アメリカのヘヴィ・メタル・バンド、MANILLA ROADの創設者であるギタリスト、マーク “ザ・シャーク” シェルトンが7月27日午前、『Headbangers Open Air』(我らが日本のLOUDNESSも出演していました)出演のために滞在していたドイツで死去したことが、バンドのヴォーカリストであるブライアン・パトリックのFacebookページで告知されました。

MANILLA ROADは日本では(恐らく日本に限りませんが)有名とは言い難いので、こういうほぼメタルのことしか書いていないブログの読者の方でさえ「誰?」という方が大半なのではないかと思います。

しかし、彼らはその筋ではカルト的な支持を誇るバンドで、どの筋かというと「エピック・メタル」と呼ばれる音楽の界隈で、MANILLA ROADはこのジャンル(?)におけるパイオニア的な存在としてマニアには高く評価されています。

…ということは、私も一時期「エピック・メタル」について掘り下げていた時期に初めて知ったことですが。

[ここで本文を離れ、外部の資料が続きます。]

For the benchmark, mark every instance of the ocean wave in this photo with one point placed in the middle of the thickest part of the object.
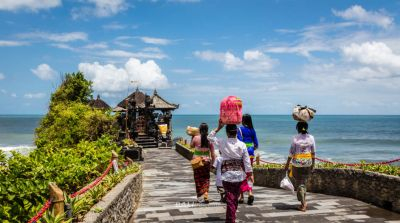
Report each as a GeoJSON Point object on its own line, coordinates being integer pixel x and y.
{"type": "Point", "coordinates": [24, 149]}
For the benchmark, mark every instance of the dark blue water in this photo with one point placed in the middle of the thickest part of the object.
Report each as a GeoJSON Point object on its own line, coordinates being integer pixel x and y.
{"type": "Point", "coordinates": [340, 138]}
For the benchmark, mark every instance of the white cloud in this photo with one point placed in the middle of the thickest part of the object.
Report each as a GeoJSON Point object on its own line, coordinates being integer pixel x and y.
{"type": "Point", "coordinates": [359, 14]}
{"type": "Point", "coordinates": [96, 46]}
{"type": "Point", "coordinates": [110, 78]}
{"type": "Point", "coordinates": [44, 72]}
{"type": "Point", "coordinates": [253, 61]}
{"type": "Point", "coordinates": [34, 95]}
{"type": "Point", "coordinates": [372, 53]}
{"type": "Point", "coordinates": [182, 71]}
{"type": "Point", "coordinates": [12, 43]}
{"type": "Point", "coordinates": [32, 5]}
{"type": "Point", "coordinates": [63, 46]}
{"type": "Point", "coordinates": [127, 54]}
{"type": "Point", "coordinates": [155, 41]}
{"type": "Point", "coordinates": [114, 26]}
{"type": "Point", "coordinates": [102, 8]}
{"type": "Point", "coordinates": [56, 37]}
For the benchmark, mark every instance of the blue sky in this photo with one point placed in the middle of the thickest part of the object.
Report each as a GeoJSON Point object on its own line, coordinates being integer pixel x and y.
{"type": "Point", "coordinates": [340, 57]}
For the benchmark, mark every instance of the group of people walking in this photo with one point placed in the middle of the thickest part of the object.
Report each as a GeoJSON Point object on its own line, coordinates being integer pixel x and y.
{"type": "Point", "coordinates": [233, 166]}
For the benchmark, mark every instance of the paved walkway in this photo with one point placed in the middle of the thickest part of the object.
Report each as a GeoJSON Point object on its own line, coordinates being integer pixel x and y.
{"type": "Point", "coordinates": [169, 196]}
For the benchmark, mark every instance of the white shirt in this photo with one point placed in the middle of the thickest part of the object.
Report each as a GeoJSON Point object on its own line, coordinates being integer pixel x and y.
{"type": "Point", "coordinates": [217, 165]}
{"type": "Point", "coordinates": [232, 148]}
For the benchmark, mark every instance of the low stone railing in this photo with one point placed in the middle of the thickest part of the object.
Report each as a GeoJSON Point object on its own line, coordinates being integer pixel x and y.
{"type": "Point", "coordinates": [119, 204]}
{"type": "Point", "coordinates": [185, 152]}
{"type": "Point", "coordinates": [379, 189]}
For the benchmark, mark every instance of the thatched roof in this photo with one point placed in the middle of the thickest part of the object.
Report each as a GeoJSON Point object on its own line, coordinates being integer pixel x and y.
{"type": "Point", "coordinates": [98, 103]}
{"type": "Point", "coordinates": [137, 97]}
{"type": "Point", "coordinates": [154, 102]}
{"type": "Point", "coordinates": [157, 102]}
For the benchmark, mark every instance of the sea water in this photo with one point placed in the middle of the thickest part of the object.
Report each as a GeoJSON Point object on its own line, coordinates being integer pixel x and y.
{"type": "Point", "coordinates": [347, 138]}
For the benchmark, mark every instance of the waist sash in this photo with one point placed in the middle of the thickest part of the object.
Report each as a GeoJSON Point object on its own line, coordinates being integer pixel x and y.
{"type": "Point", "coordinates": [232, 165]}
{"type": "Point", "coordinates": [201, 153]}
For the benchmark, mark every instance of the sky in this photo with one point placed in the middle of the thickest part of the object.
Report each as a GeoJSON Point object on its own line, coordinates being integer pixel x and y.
{"type": "Point", "coordinates": [339, 57]}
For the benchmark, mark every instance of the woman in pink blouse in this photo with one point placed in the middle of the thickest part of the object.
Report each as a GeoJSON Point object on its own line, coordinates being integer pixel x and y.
{"type": "Point", "coordinates": [204, 149]}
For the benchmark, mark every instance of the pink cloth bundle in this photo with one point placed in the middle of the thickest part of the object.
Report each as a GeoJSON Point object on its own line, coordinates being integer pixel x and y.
{"type": "Point", "coordinates": [231, 110]}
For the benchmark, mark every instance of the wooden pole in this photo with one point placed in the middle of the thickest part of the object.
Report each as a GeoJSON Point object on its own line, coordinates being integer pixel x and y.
{"type": "Point", "coordinates": [57, 199]}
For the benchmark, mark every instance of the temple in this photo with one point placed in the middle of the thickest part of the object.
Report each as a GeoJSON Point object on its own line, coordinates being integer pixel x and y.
{"type": "Point", "coordinates": [146, 119]}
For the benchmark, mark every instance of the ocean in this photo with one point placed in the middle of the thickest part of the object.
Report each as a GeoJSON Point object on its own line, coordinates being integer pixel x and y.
{"type": "Point", "coordinates": [347, 138]}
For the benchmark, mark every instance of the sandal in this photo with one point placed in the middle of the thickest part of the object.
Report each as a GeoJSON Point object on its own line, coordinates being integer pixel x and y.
{"type": "Point", "coordinates": [250, 200]}
{"type": "Point", "coordinates": [303, 208]}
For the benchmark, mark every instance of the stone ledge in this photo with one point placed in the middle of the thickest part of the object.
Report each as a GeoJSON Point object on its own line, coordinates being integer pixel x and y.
{"type": "Point", "coordinates": [119, 204]}
{"type": "Point", "coordinates": [379, 189]}
{"type": "Point", "coordinates": [183, 151]}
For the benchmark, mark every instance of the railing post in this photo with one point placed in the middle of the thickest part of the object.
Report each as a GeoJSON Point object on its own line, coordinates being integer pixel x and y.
{"type": "Point", "coordinates": [57, 199]}
{"type": "Point", "coordinates": [114, 160]}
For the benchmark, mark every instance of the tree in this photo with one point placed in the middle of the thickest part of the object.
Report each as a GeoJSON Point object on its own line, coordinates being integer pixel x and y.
{"type": "Point", "coordinates": [74, 88]}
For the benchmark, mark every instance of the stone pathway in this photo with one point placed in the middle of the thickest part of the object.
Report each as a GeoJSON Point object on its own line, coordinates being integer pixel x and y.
{"type": "Point", "coordinates": [169, 196]}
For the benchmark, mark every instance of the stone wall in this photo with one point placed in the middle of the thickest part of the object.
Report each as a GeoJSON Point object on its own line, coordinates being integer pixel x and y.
{"type": "Point", "coordinates": [375, 188]}
{"type": "Point", "coordinates": [183, 151]}
{"type": "Point", "coordinates": [120, 203]}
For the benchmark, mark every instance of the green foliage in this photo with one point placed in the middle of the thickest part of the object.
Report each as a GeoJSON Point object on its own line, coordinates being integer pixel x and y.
{"type": "Point", "coordinates": [385, 169]}
{"type": "Point", "coordinates": [68, 124]}
{"type": "Point", "coordinates": [82, 204]}
{"type": "Point", "coordinates": [74, 144]}
{"type": "Point", "coordinates": [24, 184]}
{"type": "Point", "coordinates": [74, 88]}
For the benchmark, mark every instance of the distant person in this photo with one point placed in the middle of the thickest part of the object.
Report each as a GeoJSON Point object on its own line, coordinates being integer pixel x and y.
{"type": "Point", "coordinates": [218, 178]}
{"type": "Point", "coordinates": [204, 149]}
{"type": "Point", "coordinates": [235, 166]}
{"type": "Point", "coordinates": [248, 135]}
{"type": "Point", "coordinates": [302, 156]}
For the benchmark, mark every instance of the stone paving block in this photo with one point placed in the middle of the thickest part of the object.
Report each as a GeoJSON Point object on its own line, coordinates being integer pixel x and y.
{"type": "Point", "coordinates": [360, 216]}
{"type": "Point", "coordinates": [169, 196]}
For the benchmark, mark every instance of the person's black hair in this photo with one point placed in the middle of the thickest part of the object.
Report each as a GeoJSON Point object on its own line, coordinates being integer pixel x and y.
{"type": "Point", "coordinates": [302, 127]}
{"type": "Point", "coordinates": [247, 121]}
{"type": "Point", "coordinates": [231, 129]}
{"type": "Point", "coordinates": [203, 129]}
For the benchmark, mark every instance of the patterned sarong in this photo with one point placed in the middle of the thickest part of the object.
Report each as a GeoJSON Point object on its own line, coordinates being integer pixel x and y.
{"type": "Point", "coordinates": [232, 192]}
{"type": "Point", "coordinates": [245, 186]}
{"type": "Point", "coordinates": [300, 174]}
{"type": "Point", "coordinates": [202, 178]}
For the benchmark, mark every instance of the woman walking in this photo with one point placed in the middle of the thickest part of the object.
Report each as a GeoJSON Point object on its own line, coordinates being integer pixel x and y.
{"type": "Point", "coordinates": [205, 150]}
{"type": "Point", "coordinates": [302, 156]}
{"type": "Point", "coordinates": [235, 166]}
{"type": "Point", "coordinates": [248, 135]}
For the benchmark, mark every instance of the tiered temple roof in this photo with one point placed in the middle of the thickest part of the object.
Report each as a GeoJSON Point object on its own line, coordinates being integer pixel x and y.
{"type": "Point", "coordinates": [98, 103]}
{"type": "Point", "coordinates": [140, 100]}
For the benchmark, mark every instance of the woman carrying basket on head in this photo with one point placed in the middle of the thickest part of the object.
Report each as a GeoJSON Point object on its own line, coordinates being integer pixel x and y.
{"type": "Point", "coordinates": [302, 156]}
{"type": "Point", "coordinates": [205, 150]}
{"type": "Point", "coordinates": [247, 134]}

エピック・メタルというのは、訳すと「壮大な・叙事詩的メタル」ということで、日本で比較的よく知られたバンドでいうとMANOWAR、BLIND GUARDIANやRHAPSODY OF FIRE、KAMELOTあたりの音楽はこのジャンルに属するものとみなされています。この辺のバンドはこのブログの読者の方にはファンだという方も多いのではないでしょうか。

MANILLA ROADは1977年(私が生まれた年!)にカンザス州ウィチタでマーク “ザ・シャーク” シェルトンとそのハイスクールの友人を中心に結成され、1980年にデビュー・アルバム『INVASION』をリリース。

デビュー・アルバムの時点のサウンドはまだヘヴィ・メタルとは言い切れない(しかし、ヘヴィ・メタルでないとも言い切れない)、サイケデリック・ロック的な要素のあるハード・ロック・サウンドを鳴らしていたが、この時点でアルバムのアートワークにエピック・ファンタジーの象徴ともいえる「剣」が描かれており、13分超えの「The Empire」を筆頭に、長めの楽曲をプレイするという、後のエピック・メタルに通じる要素が確実に存在していた。

1982年にリリースされたセカンド・アルバムのタイトルが『METAL』であることから、当時イギリスからアメリカに伝わり、浸透しつつあったNWOBHMの影響を受け、己が取り組むべき音楽がヘヴィ・メタルであることを自覚していたと思われる。

サード・アルバム(1983)『CRYSTAL LOGIC』はエピック・メタルにおけるクラシックとして評価されている名盤で、近年のライブでもセットリストのハイライトとなっていたのは本作からの楽曲だった。

その後、80年代のHR/HMブームのさなかにあっても全く売れない、フォー・マニアック・オンリーな作品群をリリースし続けたものの、メタル暗黒期である1990年代に入り解散。その後、伝統的なメタルが復興した欧州で巻き起こっていた再評価の声に応えるかのように2001年に再結成、80年代当時と大きく変わらぬ作品群をリリースし、細々と活動を続けていた。

2015年のインタビューでマーク “ザ・シャーク” シェルトンは「私は死ぬまでこれをやるよ」と語っていたそうですが、その言葉通り、ライブのステージを行なったその翌日に亡くなりました。死因の詳細は発表されてはいませんが、心臓発作を起こしていたようです。

こんな文章を書いておきながら、私がこのバンドの音楽のファンだったかというと、とてもそうは言えないというのが正直な所で、先述のエピック・メタルを掘り下げていた時期にお勉強感覚で彼らのアルバムに耳を通しましたが、実際の所それはかなりの忍耐を伴う経験でした。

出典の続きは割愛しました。